Berkshire Hathaway operating earnings fall on weak insurance underwriting: Warren Buffett’s Berkshire Hathaway saw its operating earnings fall 11% in 2Q due to weak insurance underwriting profit, the company said in a statement (pdf) yesterday. The company posted an operating profit of USD 6.14 bn (USD 3,757 per Class A share), down from USD 6.89 bn (USD 4,190 per Class A share) in the same period a year earlier. Insurance underwriting profit fell 63% to USD 353 mn, from USD 943 mn in 2Q2018.
But net earnings rise 17%: The company posted net earnings of USD 14 bn in 2Q (USD 8,608 per Class A share), up from USD 12 bn (USD 7,301 per Class A share) in the same period a year earlier.
Facebook takes down “inauthentic” pages in Egypt, KSA, UAE: Facebook has identified two operations ― one originating in Egypt and the UAE and the other in Saudi Arabia ― that used fake accounts to engage in “coordinated inauthentic behavior,” on Facebook and Instagram, the company disclosed in a statement. The people behind the operations used fake accounts to disseminate content, impersonate public figures and artificially boost engagement, the social media giant says. The operation based in Egypt and the UAE targeted several countries in the MENA region and East Africa, while the operation in Saudi mainly targeted the MENA region. The two campaigns were not linked. Reuters and the FT have more.

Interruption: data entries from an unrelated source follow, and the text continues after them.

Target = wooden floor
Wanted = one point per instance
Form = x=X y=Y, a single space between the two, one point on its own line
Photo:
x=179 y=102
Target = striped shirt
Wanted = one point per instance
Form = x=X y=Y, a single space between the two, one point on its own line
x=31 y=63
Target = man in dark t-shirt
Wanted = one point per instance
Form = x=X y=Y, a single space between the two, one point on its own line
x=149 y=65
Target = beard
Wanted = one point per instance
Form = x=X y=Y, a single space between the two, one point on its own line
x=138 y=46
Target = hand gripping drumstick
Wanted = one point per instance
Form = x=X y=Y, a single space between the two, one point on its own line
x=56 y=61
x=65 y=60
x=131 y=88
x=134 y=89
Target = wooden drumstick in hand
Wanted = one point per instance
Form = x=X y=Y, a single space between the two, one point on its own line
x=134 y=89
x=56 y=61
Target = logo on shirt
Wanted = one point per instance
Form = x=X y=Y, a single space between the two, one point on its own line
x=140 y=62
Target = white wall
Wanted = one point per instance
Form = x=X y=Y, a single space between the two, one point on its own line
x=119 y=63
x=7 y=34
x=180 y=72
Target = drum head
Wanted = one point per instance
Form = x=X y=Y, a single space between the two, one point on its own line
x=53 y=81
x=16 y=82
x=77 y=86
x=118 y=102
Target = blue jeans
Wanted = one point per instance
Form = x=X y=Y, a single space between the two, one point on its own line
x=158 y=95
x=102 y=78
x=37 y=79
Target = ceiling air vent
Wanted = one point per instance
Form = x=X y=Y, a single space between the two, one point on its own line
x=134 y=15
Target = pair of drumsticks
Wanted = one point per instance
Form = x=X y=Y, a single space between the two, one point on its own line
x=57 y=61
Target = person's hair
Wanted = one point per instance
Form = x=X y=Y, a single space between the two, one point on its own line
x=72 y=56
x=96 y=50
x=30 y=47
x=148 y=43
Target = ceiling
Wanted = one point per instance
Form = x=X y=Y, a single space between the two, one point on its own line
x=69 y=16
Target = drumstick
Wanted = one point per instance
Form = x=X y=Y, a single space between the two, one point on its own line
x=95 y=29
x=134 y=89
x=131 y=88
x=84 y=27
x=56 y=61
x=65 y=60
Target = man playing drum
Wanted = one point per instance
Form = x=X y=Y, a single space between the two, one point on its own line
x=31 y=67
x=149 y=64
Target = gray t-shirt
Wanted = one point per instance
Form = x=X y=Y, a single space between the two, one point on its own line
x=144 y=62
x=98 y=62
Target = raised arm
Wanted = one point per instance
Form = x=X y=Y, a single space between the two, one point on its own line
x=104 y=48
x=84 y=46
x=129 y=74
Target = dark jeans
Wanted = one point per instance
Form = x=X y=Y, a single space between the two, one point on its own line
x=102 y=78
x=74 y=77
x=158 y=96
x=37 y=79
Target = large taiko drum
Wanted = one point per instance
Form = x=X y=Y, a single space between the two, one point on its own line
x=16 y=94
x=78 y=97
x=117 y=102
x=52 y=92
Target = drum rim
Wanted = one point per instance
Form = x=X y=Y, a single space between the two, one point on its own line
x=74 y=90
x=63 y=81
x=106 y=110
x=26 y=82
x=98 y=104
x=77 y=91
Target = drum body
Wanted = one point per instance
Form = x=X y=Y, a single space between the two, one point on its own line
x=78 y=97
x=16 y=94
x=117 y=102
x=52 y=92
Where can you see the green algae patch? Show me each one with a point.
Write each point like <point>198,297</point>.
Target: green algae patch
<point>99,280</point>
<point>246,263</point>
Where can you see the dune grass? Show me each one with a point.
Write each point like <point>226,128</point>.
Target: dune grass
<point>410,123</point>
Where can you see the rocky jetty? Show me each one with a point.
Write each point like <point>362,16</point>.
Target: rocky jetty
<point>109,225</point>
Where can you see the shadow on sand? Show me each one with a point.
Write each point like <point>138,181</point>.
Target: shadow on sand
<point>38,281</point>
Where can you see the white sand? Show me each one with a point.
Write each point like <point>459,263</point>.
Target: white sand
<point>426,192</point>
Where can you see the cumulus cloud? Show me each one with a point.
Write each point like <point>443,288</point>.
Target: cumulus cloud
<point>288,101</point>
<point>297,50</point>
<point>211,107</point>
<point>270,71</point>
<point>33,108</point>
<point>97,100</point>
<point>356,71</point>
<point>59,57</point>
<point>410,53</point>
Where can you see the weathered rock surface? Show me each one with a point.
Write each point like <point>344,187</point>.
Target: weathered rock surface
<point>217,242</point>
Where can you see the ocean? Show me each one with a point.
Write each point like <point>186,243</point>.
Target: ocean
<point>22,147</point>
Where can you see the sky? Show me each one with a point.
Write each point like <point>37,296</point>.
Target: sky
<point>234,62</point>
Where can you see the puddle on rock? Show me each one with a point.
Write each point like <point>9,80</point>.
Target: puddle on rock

Sudanese military, opposition reach constitutional pact: Military and civilian leaders in Sudan have reached an agreement to create a new transitional government, Reuters reports. The Forces of Freedom and Chance (FFC) opposition coalition will appoint a prime minister to head the new government and the military will select the defense and interior ministers. A 300-member legislative assembly will be appointed, 67% of which will be allocated to the FFC and the rest will go to political parties not associated with ousted former president Omar Al Bashir. Both sides are expected to sign the declaration today. Further rounds of negotiations will take place to iron out the details for the 39-month transitional period which will lay the groundwork for elections in 2023.
More reforms are afoot in Saudi Arabia, where an official decree has granted women the right to travel without permission from a male guardian, and to receive and file or official family documents, according to the New York Times. The reforms come in the wake of criticism from Human Rights Watch about the subjugation of women in the Kingdom, and around a year following the removal of the ban on women driving.